Congresso aprova projeto que permite rombo fiscal

    Mudança na LDO possibilita ao setor público terminar este ano com deficit de R$ 119,9 bilhões. Para analista, o país joga a Lei de Responsabilidade Fiscal no lixo

    Embora nem tenha tido tempo de comemorar, devido à abertura de um processo de impeachment contra ela na Câmara dos Deputados, a presidente Dilma Rousseff conseguiu uma vitória, ontem, com a aprovação do Congresso ao projeto que modifica a Lei de Diretrizes Orçamentárias (LDO) deste ano. A proposta desobriga o governo de terminar este ano com superavit nas contas públicas, permitindo, em vez disso, a realização de deficit primário de até R$ 119,9 bilhões – um rombo equivalente a 2,1% do Produto Interno Bruto (PIB).

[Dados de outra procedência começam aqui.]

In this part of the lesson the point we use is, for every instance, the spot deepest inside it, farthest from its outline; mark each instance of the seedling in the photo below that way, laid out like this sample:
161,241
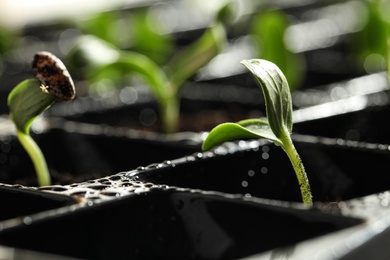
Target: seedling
165,82
33,96
277,128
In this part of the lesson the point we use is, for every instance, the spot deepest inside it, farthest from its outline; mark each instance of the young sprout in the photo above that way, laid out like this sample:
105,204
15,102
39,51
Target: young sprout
33,96
277,128
165,82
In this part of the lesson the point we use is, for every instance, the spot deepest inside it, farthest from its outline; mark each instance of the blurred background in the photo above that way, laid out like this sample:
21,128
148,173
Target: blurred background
313,42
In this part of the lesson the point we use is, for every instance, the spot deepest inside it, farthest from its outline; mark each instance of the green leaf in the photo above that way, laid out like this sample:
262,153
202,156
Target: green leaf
276,94
246,129
132,62
188,61
27,101
268,28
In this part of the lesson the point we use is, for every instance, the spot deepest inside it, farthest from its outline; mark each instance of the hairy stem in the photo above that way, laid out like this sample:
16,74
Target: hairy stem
300,172
37,158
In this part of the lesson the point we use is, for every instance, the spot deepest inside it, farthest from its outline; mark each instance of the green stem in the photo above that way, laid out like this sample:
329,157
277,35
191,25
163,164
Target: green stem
297,164
170,110
37,158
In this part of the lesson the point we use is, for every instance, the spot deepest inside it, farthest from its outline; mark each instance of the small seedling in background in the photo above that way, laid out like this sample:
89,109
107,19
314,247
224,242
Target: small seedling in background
277,128
268,28
33,96
165,82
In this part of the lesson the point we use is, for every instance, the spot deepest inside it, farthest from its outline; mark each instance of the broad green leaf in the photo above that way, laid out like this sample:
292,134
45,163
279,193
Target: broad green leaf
277,95
246,129
27,101
268,28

    Aprovado depois de seis horas de discussão, o Projeto de Lei do Congresso Nacional nº 5 (PLN 5) evita que a a presidente seja acusa de crime de responsabilidade por não cumprir a meta fiscal. Foi rejeitado um destaque que pedia a exclusão do Orçamento das pedaladas fiscais (atrasos nos repasses a bancos públicos para custear projetos do governo), que foram condenadas pelo Tribunal de Contas da União(TCU). Na Câmara, foram 314 votos a favor e 99 contra o substitutivo ao projeto, proposto originalmente pelo Executivo; no Senado, houve 46 votos favoráveis e 16 contrários ao texto, que, agora, seguirá para a sanção de Dilma.

    O ajuste na meta fiscal de 2015 permitirá ao governo central (Tesouro, Banco Central e Previdência) registrar deficit de R$ 52 bilhões e ainda absorver R$ 57 bilhões das pedaladas feitas no ano passado. No ano passado, Dilma também teve que alterar a LDO para não cometer crime de responsabilidade. Em outubro último, porém, o TCU recomendou ao Congresso que rejeite as contas do governo de 2014.

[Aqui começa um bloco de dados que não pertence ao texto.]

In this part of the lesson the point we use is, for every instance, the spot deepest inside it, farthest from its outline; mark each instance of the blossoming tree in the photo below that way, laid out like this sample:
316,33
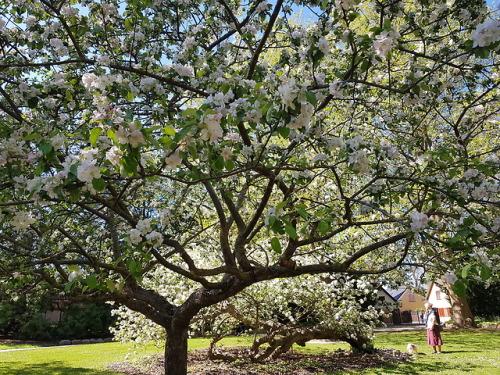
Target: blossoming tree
237,142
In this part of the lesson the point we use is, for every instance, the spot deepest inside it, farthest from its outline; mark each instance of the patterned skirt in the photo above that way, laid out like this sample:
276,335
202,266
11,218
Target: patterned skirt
434,336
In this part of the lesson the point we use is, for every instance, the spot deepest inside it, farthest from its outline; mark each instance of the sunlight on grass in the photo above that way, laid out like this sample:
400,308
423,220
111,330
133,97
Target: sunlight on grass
472,352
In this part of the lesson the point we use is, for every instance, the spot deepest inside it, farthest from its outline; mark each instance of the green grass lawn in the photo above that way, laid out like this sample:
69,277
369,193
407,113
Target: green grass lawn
465,352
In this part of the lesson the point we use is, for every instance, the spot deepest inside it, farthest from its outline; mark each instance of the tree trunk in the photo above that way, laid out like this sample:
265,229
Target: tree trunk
176,351
460,309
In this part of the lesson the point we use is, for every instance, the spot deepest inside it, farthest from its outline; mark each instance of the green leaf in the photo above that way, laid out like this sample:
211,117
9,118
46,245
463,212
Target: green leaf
73,268
485,272
271,220
111,285
291,231
45,147
266,107
91,281
284,131
219,163
311,98
229,165
111,135
459,288
99,184
276,245
190,112
130,164
94,135
132,265
129,96
168,130
32,136
465,271
323,227
301,210
68,96
33,102
68,286
182,133
281,205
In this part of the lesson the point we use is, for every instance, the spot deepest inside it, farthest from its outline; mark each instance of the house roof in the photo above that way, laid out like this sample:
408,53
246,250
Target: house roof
387,293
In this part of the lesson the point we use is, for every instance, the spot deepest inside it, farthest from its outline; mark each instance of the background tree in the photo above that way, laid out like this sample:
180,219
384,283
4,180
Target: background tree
230,144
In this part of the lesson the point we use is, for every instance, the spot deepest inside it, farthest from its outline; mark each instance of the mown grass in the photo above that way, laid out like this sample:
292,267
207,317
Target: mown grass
474,352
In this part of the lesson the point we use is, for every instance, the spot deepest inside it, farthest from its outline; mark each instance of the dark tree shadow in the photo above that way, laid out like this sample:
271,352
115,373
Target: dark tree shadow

    A LDO deste ano previa, inicialmente, uma meta de superavit primário de R$ 66,3 bilhões, ou 1,2% do Produto Interno Bruto (PIB), para todo o setor público (incluindo União, estados, municípios e empresas estatais). Somente o Governo Central tinha o compromisso de economizar

    R$ 55,3 bilhões. Agora, poderá computar deficit de até R$ 117 bilhões. As outras instâncias de governo estão autorizadas a ter saldo negativo de R$ 2,9 bilhões.

    Cortes

    A frustração de receita, em decorrência da desaceleração da economia, foi um dos principais motivos alegados pelo governo para propor a mudança da meta. Nem os contingenciamentos nas despesas discricionárias (não obrigatórias), que somaram

    R$ 108,6 bilhões, incluindo o corte anunciado no início desta semana, ajudaram. De janeiro a outubro, o governo central registrou um rombo recorde de R$ 33 bilhões (0,69% do PIB). O setor público como um todo computou deficit de R$ 20 bilhões.

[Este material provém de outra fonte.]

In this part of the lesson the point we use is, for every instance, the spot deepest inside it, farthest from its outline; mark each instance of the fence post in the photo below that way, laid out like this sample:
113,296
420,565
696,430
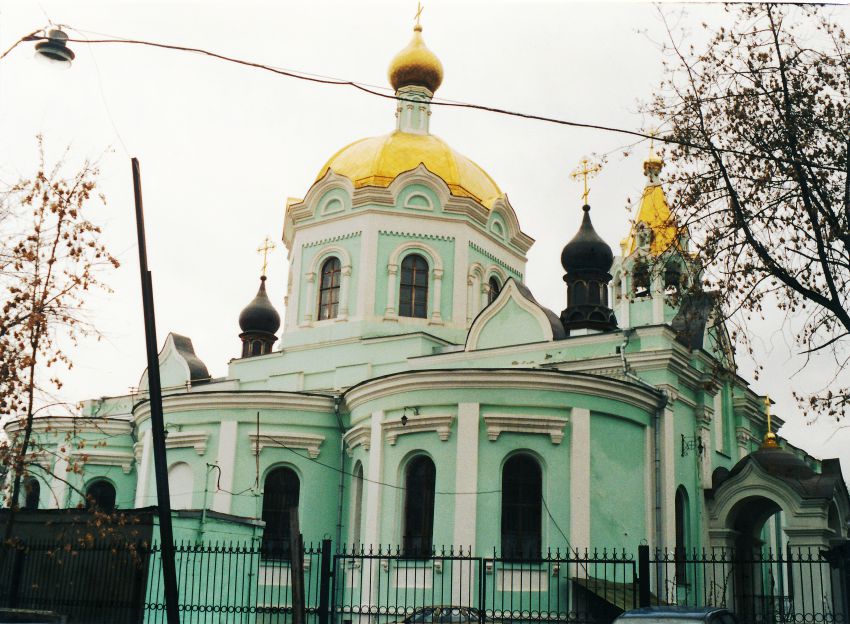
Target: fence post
325,582
643,576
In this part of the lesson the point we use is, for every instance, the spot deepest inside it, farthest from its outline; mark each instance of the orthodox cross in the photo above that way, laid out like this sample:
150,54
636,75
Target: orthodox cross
584,171
264,249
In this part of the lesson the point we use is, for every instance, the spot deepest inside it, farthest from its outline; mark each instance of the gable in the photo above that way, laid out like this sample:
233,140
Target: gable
514,318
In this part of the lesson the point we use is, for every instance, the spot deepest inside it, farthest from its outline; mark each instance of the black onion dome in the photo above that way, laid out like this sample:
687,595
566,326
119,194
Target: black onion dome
587,250
260,315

    Dilma enviou os ministros da área econômica ao Congresso para convencer os parlamentares da base aliada sobre a importância do PLN 5. Sem a aprovação dele, argumentaram, o governo iria parar por falta de dinheiro. “A base está mobilizada. Os ministros estão à disposição para esclarecer qualquer dúvida”, disse o titular do Planejamento, Nelson Barbosa,  ao sair do gabinete do presidente do Senado, Renan Calheiros (PMDB-AL). O ministro da Fazenda, Joaquim Levy, ao deixar a liderança do PP na Câmara na tarde de ontem, também demonstrou otimismo. “Isso (o PLN º 5) é um esforço para acertar o passado e criar as bases de 2016”, afirmou.

    No entanto, a nova mudança de meta fiscal é ruim para a imagem do país perante os investidores estrangeiros, de acordo com a economista Monica de Bolle, pesquisadora do Peterson Institute for International Economics, em Washington. “A interpretação é que o governo está jogando a Lei de Responsabilidade Fiscal (LRF) no lixo”, resumiu.

    País quebrado

    A oposição lançou mão da obstrução para tentar barrar a mudança da meta fiscal. Citando a queda de 1,7% do PIB no terceiro trimestre, o deputado Vanderlei Macris (PSDB-SP) não poupou Dilma. “O PLN 5 nada mais é do que um retrato de um país quebrado. A presidente não foi competente para cuidar das contas públicas. Ela está colhendo o que plantou”, disse ele segurando um exemplar do Correio com as informações sobre a retração da economia.